Hey @mhe The answer is nuanced and context driven. While dosing has clinical relevance for appropriate use of the product, the convenience of once daily dosing does not necessarily translate into a clinical outcome such as adherence, safety, and/or efficacy. As such, a claim of “convenient once-daily dosing” would not require a disclaimer of “Clinical significance unknown” but it would not be permissible to present it in a context that suggests unsubstantiated significance.

@admin We note that modifications to RMTs require PAAB resubmission. Would this still be the case for a product logo or legalese update that does not alter any of the other content in the RMT? If PAAB resubmission is required, is there a way for a reduced fee to be applied (we note that updated legalese or logos are not part of the criteria for "Minor Update" reviews).

Hey @laraholmes It’s unclear what “in this respect” is referring to. “Open text fields” are “blank” by definition as the rep determines the copy. The restrictions for open-text fields are that the manufacturer has confirmed the reps are trained to limit open-text to transactional element with no therapeutic, product or service/tool being mentioned (see full advisory above). It may be beneficial to set up a clarification call so that we can better understand your question. Please reach out to admin to set up a call with me.

Afternoon @keoca No that would not qualify. Specific timepoints must be clearly indicated as pre-planned.
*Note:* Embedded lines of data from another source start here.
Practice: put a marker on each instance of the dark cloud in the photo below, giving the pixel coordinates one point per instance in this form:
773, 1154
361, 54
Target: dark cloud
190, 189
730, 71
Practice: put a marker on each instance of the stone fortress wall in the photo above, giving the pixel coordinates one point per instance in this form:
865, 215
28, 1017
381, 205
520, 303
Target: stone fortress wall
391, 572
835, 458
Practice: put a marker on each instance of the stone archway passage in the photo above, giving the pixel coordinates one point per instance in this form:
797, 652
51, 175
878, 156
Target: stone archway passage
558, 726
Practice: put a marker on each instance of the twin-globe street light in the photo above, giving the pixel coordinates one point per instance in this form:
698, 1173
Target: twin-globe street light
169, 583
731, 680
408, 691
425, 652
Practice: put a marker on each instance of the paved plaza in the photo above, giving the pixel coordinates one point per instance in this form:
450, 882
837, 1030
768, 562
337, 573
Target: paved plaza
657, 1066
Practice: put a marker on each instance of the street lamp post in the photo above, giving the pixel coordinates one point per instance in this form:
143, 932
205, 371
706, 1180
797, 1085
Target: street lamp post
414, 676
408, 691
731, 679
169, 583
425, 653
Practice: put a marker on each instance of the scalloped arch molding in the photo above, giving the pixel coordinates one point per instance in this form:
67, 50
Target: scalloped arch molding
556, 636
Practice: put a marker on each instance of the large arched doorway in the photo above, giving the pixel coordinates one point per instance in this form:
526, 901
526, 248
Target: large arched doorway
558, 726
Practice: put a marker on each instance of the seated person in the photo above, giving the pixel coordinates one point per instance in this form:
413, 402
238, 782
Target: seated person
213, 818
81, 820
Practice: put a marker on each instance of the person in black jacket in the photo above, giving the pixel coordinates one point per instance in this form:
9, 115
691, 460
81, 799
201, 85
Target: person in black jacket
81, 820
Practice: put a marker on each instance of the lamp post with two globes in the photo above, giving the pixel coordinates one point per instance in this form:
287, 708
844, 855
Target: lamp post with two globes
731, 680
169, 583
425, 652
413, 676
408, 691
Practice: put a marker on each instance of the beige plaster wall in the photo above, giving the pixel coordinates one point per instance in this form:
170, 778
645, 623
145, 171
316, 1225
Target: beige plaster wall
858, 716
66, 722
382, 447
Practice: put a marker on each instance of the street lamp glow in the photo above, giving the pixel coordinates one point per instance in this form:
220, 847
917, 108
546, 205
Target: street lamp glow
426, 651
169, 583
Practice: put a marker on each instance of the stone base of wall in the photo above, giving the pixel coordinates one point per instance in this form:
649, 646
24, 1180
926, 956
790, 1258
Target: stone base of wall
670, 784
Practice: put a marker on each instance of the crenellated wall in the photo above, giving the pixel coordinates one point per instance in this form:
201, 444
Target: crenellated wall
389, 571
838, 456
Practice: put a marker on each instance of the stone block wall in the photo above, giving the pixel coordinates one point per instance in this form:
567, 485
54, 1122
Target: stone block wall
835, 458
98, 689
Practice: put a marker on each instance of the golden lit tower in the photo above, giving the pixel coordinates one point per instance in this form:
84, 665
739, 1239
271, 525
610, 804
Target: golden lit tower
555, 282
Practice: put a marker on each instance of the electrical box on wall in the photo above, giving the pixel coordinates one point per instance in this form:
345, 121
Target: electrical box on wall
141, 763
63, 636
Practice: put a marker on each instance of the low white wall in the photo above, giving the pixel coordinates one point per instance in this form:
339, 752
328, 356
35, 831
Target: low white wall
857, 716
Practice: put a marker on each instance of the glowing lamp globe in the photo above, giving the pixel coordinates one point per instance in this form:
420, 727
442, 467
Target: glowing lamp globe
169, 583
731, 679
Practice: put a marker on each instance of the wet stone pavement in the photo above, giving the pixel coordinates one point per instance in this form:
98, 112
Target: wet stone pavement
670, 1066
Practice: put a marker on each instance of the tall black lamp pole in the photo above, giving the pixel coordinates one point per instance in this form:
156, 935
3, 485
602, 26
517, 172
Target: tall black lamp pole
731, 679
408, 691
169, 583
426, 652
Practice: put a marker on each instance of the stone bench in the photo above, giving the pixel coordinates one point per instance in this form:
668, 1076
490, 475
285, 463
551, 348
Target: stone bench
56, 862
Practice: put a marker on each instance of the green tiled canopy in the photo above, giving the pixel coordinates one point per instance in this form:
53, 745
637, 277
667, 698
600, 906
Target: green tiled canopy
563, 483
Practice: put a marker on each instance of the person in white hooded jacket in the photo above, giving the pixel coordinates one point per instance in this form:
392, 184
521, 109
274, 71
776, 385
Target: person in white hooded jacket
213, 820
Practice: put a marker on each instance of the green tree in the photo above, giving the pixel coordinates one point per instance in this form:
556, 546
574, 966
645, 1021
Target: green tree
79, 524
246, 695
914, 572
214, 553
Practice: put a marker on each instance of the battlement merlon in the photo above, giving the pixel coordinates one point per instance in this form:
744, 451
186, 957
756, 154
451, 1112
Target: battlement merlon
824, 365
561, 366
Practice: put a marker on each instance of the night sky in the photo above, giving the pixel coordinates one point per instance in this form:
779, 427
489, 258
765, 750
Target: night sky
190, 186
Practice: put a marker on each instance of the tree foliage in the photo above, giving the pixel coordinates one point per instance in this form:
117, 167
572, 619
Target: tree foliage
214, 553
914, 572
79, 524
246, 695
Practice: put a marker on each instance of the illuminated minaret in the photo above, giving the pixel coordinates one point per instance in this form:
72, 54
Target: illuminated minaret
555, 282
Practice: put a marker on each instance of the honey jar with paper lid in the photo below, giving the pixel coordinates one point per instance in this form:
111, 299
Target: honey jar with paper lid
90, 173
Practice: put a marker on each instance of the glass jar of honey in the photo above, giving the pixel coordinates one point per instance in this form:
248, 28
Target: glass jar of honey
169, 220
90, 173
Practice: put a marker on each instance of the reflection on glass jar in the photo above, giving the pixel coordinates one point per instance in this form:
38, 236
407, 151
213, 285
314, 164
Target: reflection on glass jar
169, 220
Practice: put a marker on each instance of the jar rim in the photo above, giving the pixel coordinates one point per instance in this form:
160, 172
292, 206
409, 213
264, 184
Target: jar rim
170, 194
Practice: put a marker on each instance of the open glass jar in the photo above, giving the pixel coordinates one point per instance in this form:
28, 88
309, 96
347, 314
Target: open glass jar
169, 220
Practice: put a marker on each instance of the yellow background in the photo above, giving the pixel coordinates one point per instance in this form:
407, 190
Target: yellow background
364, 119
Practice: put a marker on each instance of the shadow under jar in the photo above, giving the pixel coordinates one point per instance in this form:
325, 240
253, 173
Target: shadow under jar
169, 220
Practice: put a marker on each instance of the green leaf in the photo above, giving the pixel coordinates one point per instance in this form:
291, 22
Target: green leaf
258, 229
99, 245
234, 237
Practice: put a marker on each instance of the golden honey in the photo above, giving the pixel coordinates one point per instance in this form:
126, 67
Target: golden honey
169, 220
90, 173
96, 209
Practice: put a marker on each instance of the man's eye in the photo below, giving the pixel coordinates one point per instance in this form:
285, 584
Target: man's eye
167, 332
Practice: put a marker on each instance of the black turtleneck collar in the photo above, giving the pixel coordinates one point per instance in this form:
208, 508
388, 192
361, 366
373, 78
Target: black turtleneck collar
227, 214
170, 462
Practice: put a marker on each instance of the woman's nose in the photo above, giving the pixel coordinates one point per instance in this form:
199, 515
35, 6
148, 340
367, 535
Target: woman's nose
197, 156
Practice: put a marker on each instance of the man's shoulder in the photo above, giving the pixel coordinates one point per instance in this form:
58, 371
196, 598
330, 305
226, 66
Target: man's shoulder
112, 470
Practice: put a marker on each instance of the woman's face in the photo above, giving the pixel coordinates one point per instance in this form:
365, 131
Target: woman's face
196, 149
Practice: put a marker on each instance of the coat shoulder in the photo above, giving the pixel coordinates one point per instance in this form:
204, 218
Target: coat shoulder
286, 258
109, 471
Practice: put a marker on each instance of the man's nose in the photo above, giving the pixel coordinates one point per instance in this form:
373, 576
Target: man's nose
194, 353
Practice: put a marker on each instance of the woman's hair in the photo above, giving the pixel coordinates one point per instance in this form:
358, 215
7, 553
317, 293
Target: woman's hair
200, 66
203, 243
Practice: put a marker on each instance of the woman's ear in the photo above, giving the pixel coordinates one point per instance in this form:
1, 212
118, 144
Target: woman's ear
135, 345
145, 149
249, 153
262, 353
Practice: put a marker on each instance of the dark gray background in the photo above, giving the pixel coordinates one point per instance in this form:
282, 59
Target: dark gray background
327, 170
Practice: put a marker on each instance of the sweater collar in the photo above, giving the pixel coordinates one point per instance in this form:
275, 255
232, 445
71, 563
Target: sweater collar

Hello @jen_antibody Great question. To clarify, the request from RAMQ is to ensure that the coverage criteria are always clear and complete, so as not to suggest the indication is the coverage criteria (except where this is indeed the case). The document states: Coverage claims must be accompanied by reimbursement criteria (if applicable to the indications promoted in the piece). This means, that not all criteria are required in the piece. The discrete criteria which are not for the indicated population (i.e. off-label criteria), CAN be removed from the coverage criteria. All formulary claims, across Canada, for discrete off-label use would need to be removed, this is not exclusive to RAMQ. If there are additional indications for the product, which RAMQ does not cover, the formulary presentation/claim should be clearly limited to the indications with RAMQ coverage. A statement similar to “For information on availability of formulary coverage in Quebec, please visit link” would still allude to RAMQ and be subject to the RAMQ request. However, to reiterate, the RAMQ request does not preclude the removal of off-label discrete coverage.